To The Daily Sun,
This letter is intended to amplify an article in the March 14 edition of The Laconia Sun.
When I entered the Moultonborough Community Auditorium (sign above entrance) for the Town Meeting on March 12, I expected and was prepared for an extended debate on Article 2, the $6,491,000 proposal for a community center.
Shortly after debate began, one voter motioned to "move the question" and the legislative body (the voters) affirmed the motion ending debate and starting the voting.
After the vote defeating Article 2, several selectmen alleged a "conspiracy" to "stifle debate" and alleged that the Town Meeting had been "hijacked." Everyone needs to know that there was no conspiracy. No one knew that a motion to call the question would be made early in the debate that would preclude further discussion. The margin on motion to end discussion was substantial.
Initially, with others, I wondered whether a lengthy debate would have made a difference in the 63.2 percent "no" vote. In my opinion, it would not have. After all, this was not a contest of debate teams with a surprise topic that judges were determining a winner to. At the Town Meeting, minds were made up. On Candidates' Night, held less than a week before, the question was asked as to how many voters had not made up their minds on the article, and not one person raised their hand.
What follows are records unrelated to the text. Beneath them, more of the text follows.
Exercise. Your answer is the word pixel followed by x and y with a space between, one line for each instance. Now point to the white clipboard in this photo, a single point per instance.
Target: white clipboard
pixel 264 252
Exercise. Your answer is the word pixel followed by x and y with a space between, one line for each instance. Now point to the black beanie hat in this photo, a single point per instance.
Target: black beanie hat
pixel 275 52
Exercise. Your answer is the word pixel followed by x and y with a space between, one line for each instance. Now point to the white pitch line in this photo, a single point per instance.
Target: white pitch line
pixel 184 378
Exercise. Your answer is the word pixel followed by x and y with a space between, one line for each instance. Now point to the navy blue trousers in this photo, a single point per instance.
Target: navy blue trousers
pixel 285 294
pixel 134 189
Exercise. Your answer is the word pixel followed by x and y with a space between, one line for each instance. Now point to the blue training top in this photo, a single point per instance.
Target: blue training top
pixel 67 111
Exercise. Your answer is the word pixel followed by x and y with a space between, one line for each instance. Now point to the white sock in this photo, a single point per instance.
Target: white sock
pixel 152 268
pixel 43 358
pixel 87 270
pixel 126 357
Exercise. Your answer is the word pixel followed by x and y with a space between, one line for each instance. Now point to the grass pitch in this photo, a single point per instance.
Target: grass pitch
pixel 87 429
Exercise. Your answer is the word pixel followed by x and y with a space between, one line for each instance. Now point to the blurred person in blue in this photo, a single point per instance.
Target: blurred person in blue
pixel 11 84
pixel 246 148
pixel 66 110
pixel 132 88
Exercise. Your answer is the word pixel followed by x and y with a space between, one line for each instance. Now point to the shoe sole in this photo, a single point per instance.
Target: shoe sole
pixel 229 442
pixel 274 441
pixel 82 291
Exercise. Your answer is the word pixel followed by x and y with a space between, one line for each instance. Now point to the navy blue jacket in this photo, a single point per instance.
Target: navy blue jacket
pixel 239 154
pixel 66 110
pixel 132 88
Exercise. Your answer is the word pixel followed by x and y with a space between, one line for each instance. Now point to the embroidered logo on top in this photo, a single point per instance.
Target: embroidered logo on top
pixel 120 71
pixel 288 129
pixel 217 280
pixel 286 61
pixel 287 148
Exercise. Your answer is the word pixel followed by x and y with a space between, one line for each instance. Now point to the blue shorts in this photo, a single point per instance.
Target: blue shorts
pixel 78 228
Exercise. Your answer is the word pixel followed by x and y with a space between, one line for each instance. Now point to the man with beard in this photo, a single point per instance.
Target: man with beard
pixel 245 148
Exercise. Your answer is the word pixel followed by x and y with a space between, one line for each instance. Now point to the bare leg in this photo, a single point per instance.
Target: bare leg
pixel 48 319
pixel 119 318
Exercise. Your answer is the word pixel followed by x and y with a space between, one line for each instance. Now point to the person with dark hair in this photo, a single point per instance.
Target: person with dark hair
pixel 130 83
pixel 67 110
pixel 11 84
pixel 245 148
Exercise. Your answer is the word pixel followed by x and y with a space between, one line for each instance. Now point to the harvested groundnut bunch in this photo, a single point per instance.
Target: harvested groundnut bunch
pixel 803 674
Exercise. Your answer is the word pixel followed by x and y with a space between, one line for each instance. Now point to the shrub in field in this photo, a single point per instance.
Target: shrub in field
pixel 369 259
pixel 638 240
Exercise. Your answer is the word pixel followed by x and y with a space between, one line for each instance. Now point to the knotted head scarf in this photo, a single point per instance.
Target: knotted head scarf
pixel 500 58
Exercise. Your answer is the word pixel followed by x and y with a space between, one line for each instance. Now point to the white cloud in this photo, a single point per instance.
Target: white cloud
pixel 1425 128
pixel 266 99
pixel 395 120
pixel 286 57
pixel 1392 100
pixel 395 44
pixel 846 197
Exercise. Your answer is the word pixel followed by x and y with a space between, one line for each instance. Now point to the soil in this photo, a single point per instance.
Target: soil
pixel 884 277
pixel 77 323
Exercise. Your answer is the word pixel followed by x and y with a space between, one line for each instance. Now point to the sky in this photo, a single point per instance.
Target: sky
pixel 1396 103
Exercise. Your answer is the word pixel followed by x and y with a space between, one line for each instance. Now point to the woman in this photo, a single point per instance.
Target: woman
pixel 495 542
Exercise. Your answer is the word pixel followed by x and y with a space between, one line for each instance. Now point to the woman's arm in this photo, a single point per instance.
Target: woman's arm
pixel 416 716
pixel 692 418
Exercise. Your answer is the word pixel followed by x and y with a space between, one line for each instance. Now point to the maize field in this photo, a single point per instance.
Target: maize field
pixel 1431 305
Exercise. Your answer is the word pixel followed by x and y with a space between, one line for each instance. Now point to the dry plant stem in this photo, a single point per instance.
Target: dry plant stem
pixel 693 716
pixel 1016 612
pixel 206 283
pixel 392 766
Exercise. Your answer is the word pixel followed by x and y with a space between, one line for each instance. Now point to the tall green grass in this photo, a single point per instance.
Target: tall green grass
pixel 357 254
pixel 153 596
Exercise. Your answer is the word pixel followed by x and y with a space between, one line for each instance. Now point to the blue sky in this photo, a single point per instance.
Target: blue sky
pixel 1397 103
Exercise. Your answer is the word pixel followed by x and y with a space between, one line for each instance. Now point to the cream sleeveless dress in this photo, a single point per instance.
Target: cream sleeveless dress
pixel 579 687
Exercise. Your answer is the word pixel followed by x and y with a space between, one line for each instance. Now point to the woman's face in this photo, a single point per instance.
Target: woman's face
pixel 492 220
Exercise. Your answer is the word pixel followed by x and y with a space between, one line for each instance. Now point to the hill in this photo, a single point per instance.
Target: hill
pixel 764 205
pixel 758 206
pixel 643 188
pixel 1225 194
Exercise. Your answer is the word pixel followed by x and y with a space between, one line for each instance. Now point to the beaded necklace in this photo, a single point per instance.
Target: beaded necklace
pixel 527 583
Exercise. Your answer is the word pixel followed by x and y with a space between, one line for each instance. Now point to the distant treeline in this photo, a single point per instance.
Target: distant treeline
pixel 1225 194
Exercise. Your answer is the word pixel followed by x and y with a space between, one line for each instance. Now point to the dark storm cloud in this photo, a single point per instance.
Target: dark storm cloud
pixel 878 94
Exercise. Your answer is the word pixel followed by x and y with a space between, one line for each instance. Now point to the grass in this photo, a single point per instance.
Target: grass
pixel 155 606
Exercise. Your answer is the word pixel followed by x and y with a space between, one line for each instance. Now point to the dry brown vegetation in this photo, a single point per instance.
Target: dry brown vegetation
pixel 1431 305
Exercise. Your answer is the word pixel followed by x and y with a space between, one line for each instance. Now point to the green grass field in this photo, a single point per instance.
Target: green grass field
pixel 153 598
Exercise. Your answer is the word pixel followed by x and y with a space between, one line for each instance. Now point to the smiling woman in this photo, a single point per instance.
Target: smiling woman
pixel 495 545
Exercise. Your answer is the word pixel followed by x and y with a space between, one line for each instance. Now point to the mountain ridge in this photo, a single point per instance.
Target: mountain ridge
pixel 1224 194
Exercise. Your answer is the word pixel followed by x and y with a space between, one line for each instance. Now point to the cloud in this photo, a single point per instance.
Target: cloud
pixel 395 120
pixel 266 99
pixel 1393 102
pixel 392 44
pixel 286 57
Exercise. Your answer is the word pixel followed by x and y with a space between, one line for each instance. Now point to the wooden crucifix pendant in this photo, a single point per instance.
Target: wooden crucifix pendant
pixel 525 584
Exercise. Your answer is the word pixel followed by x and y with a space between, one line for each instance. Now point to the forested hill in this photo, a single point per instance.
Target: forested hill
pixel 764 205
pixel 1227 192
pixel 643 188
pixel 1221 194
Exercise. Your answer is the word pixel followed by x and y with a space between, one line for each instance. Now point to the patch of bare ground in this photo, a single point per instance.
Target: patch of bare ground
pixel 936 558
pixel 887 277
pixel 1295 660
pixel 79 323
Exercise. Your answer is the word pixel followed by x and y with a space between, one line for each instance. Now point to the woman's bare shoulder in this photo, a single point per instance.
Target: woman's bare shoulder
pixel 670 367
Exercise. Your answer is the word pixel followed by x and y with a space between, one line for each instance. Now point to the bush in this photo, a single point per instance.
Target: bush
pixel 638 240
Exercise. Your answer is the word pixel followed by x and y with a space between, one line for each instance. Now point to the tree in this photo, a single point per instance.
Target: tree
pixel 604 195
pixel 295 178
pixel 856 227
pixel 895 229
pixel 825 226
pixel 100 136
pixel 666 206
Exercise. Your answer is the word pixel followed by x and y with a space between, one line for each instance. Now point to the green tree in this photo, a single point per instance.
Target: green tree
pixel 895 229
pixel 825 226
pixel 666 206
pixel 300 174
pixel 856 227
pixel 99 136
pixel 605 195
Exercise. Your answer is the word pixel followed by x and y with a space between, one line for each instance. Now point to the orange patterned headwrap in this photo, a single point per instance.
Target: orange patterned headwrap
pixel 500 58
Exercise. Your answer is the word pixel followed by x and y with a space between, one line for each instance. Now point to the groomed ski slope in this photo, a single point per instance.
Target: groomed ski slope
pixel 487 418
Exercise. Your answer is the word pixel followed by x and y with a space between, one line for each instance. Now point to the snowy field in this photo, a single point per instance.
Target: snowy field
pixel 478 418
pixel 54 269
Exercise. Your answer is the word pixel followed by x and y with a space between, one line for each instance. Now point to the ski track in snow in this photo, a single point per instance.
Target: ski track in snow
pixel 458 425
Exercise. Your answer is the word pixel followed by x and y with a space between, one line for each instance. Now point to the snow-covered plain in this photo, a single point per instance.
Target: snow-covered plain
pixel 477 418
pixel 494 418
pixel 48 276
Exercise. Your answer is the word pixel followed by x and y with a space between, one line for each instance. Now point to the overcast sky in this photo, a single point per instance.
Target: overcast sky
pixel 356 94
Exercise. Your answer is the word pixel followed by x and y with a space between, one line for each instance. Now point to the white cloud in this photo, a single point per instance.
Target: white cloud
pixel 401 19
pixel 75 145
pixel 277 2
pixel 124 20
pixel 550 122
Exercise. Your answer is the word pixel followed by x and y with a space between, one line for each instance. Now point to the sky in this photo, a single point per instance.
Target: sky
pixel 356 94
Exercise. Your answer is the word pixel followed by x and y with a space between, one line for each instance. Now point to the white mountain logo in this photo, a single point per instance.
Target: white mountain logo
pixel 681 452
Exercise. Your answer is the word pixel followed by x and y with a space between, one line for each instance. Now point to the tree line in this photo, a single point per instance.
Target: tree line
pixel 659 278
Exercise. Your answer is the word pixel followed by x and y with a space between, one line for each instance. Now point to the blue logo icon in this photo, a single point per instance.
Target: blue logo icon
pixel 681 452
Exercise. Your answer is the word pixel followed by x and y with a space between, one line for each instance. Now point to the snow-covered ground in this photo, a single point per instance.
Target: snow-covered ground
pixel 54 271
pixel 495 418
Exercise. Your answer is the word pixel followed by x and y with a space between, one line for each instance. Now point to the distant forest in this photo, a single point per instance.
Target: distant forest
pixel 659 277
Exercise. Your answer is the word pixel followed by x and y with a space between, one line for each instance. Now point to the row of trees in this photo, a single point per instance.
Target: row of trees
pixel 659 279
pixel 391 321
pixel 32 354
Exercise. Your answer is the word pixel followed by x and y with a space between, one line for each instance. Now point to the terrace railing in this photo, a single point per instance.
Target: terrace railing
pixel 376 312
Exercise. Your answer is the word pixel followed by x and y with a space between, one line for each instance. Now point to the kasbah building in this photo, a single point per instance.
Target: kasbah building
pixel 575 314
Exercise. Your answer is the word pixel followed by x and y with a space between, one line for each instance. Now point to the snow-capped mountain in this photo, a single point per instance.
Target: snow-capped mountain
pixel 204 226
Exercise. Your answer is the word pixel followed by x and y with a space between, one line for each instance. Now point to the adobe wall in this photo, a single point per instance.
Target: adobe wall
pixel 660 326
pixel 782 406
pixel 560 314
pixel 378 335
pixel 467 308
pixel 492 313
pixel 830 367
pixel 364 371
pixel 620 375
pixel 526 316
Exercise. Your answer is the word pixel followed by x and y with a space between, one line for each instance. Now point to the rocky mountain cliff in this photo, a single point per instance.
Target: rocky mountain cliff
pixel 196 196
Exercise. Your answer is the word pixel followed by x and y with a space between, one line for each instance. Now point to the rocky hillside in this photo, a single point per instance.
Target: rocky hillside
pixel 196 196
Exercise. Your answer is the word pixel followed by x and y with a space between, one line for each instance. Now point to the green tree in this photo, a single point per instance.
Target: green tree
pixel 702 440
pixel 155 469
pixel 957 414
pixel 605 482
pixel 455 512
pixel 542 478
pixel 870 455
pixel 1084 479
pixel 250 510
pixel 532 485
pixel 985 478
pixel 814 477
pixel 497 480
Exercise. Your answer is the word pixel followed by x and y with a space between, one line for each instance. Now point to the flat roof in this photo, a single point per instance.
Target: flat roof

The voters at the Town Meeting were similarly firm in their decisions. There would not have been a record turnout if voters were not prepared to vote their convictions.
Had Moultonborough been an SB-2 town, there would have been no debate, as the proposal would have been as set forth on the printed ballot, a simple "yes" or "no."
As other voters, I came prepared with a statement regarding my objections to the proposed Community Center that it was (1) too large, (2) improperly sited, (3) would preclude the recommended concept of a village green for the Taylor property, and (4) disrupt Route 25 traffic, if access were provided for parking at mid village. I prepared four amendments to correct those deficiencies and notified the moderator prior to the meeting. I previously stated in letters to the editor that I was conceptually not opposed to a properly sited, modest Community Center.
The several selectmen who were critical of the early motion to end debate, should have directed their complaints to the moderator, who under the rules, had the authority to defer consideration of the motion.
Finally, I would like to comment on the ill-conceived selectman's motion to reconsider, seconded by another selectman, which appeared intended to obtain a re-vote after a substantial portion of the voters had left the meeting. While there was some debate as to whether the Municipal Finance Law would preclude a same-day vote to reconsider, I moved to amend to add the seven-day requirement, as a vote the same day with substantial numbers of voters gone would have been unconscionable. I added to the seven-day delay, a requirement for publication of a re-vote in the Town Web Site and a local newspaper.
That amendment prompted the selectman who had initiated the motion to reconsider, to summarily withdraw it.